The CC & R's [ (Covenants, Conditions and Restrictions) ], Bylaws and Articles of Incorporation of the Plaintiff Association, as well as Arizona statute, provide that all past due amounts owed the Association are secured by a lien against the Property, which was perfected upon recordation of the CC & R's, and also are the personal obligation of the person(s) owning the Property at the time the amounts are assessed against the Property.
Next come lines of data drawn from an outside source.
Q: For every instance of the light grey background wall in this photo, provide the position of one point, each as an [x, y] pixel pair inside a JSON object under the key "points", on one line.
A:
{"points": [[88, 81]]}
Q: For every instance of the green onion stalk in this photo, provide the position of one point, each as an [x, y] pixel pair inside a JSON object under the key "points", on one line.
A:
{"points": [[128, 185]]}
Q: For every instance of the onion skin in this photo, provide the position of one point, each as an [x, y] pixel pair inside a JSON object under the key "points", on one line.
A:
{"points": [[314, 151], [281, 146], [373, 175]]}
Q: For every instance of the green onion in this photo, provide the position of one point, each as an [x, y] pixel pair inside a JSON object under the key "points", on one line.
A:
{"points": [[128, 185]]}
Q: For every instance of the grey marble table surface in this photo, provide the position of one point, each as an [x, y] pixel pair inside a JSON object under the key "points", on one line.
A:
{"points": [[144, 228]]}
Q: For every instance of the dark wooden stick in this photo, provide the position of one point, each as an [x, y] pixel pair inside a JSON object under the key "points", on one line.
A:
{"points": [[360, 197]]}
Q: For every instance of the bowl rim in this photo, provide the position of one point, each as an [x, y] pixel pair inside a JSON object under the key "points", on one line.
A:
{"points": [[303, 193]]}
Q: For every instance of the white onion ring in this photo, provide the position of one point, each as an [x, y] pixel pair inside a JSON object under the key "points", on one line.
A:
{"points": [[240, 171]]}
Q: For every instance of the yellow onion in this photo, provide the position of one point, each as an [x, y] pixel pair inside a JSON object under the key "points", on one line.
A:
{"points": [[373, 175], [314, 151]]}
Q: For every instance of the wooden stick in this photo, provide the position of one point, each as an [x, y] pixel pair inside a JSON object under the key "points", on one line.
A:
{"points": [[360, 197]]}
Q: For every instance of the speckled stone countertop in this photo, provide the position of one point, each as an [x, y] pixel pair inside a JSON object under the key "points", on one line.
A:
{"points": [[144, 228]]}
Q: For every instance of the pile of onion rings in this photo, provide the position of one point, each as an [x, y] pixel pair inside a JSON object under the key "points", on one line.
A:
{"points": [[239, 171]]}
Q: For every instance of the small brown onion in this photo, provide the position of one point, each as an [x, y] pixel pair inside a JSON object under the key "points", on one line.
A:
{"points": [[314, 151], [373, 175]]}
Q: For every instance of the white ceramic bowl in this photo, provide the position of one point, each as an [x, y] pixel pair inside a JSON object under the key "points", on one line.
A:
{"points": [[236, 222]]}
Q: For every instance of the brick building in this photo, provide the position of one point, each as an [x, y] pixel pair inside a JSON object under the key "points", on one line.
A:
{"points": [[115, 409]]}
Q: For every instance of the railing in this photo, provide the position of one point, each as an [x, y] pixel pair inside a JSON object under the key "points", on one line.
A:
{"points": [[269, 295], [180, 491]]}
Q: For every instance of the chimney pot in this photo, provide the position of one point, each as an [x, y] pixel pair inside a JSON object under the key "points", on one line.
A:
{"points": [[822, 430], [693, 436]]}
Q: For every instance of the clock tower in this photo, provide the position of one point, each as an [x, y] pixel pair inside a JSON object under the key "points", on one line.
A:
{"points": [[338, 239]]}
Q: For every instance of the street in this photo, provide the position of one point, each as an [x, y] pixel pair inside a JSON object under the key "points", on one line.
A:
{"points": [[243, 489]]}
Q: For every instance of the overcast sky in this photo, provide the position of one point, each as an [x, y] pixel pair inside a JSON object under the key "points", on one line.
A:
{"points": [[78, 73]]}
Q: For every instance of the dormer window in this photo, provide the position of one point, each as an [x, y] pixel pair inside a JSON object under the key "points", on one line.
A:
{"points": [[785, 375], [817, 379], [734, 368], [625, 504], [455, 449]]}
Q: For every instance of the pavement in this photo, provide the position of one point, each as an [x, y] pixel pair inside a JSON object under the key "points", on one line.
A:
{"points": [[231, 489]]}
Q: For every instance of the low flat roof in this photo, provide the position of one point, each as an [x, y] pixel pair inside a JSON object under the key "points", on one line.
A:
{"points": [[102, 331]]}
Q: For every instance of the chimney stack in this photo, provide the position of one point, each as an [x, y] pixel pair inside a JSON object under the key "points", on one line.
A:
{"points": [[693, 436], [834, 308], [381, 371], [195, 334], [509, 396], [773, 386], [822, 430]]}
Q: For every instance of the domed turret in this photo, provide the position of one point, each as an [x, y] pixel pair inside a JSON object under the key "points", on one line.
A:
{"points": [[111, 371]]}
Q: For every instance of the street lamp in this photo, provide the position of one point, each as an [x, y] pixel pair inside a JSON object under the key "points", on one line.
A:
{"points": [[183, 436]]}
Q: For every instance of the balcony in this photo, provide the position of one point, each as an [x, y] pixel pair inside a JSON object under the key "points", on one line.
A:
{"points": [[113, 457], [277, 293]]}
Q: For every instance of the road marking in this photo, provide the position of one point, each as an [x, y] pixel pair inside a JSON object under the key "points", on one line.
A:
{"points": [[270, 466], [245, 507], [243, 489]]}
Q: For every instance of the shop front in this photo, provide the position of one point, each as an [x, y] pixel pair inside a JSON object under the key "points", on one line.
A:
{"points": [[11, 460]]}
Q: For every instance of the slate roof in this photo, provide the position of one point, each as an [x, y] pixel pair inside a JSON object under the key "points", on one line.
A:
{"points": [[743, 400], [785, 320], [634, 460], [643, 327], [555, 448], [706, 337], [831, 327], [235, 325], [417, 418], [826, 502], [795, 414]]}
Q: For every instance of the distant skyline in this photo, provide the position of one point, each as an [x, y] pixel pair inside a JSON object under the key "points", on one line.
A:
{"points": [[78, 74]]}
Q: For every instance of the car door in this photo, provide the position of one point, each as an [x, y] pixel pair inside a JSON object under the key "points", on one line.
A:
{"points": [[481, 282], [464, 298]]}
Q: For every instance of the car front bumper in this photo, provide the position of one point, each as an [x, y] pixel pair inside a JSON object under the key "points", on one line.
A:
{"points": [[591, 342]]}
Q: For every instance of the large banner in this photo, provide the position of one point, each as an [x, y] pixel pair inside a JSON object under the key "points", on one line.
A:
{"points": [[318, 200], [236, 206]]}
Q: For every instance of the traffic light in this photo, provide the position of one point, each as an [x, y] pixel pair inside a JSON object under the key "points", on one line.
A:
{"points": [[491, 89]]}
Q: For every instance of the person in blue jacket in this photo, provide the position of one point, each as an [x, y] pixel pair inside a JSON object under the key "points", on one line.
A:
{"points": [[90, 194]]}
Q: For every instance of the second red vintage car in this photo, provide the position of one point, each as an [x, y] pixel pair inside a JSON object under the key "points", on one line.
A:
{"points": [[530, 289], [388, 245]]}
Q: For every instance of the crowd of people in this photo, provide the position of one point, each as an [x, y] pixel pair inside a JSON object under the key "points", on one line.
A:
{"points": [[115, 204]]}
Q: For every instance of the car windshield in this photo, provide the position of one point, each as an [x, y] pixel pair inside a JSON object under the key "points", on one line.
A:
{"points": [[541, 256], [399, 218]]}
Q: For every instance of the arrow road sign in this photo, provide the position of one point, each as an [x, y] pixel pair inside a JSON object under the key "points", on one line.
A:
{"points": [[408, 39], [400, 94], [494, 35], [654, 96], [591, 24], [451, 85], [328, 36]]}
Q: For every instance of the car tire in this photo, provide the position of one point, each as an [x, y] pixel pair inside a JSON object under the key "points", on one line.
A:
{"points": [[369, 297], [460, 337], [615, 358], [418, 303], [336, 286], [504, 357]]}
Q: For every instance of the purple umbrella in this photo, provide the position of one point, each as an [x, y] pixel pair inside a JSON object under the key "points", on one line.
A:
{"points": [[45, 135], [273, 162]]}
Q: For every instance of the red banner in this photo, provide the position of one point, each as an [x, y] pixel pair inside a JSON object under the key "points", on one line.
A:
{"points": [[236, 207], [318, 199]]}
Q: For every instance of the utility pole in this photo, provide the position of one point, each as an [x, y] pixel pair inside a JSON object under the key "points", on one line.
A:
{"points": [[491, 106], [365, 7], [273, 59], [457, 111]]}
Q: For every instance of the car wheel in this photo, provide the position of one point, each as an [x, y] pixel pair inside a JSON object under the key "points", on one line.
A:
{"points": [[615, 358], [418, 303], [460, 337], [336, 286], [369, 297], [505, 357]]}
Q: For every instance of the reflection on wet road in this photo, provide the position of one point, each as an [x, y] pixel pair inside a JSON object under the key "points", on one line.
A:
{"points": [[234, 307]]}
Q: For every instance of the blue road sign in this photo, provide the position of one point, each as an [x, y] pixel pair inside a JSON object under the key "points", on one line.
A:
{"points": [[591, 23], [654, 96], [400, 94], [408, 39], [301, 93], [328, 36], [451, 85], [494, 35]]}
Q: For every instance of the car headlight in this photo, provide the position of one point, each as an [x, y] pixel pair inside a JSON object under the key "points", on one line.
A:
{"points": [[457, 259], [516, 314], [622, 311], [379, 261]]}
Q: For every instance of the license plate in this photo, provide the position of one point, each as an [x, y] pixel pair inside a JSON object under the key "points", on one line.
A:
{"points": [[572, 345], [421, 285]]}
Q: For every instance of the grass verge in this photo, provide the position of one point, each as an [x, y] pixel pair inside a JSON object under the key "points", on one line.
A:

VJA also alleged that defendants Charles Mannino and his wife; Freddie Mac; Desert Hills Bank; Countrywide Home Loans, Inc.; and Flagstar “claim or assert some right, title, interest, estate, or lien in or to the Property ... [and any such right] is subsequent, subordinate and inferior to the rights and lien of the [VJA].”

¶ 3 Desert Hills Bank and Countrywide Home Loans “failed to plead or otherwise defend” against the complaint, and default was entered against them. See Rule 55(a), Ariz. R. Civ. P. The Banks filed a joint answer in which they requested dismissal of VJA's complaint.3 Subsequently, the Banks filed a motion for summary judgment, which the court granted following a hearing. In its judgment, the court found no just reason for delay and directed immediate entry of judgment in accordance with Rule 54(b), Ariz. R. Civ. P.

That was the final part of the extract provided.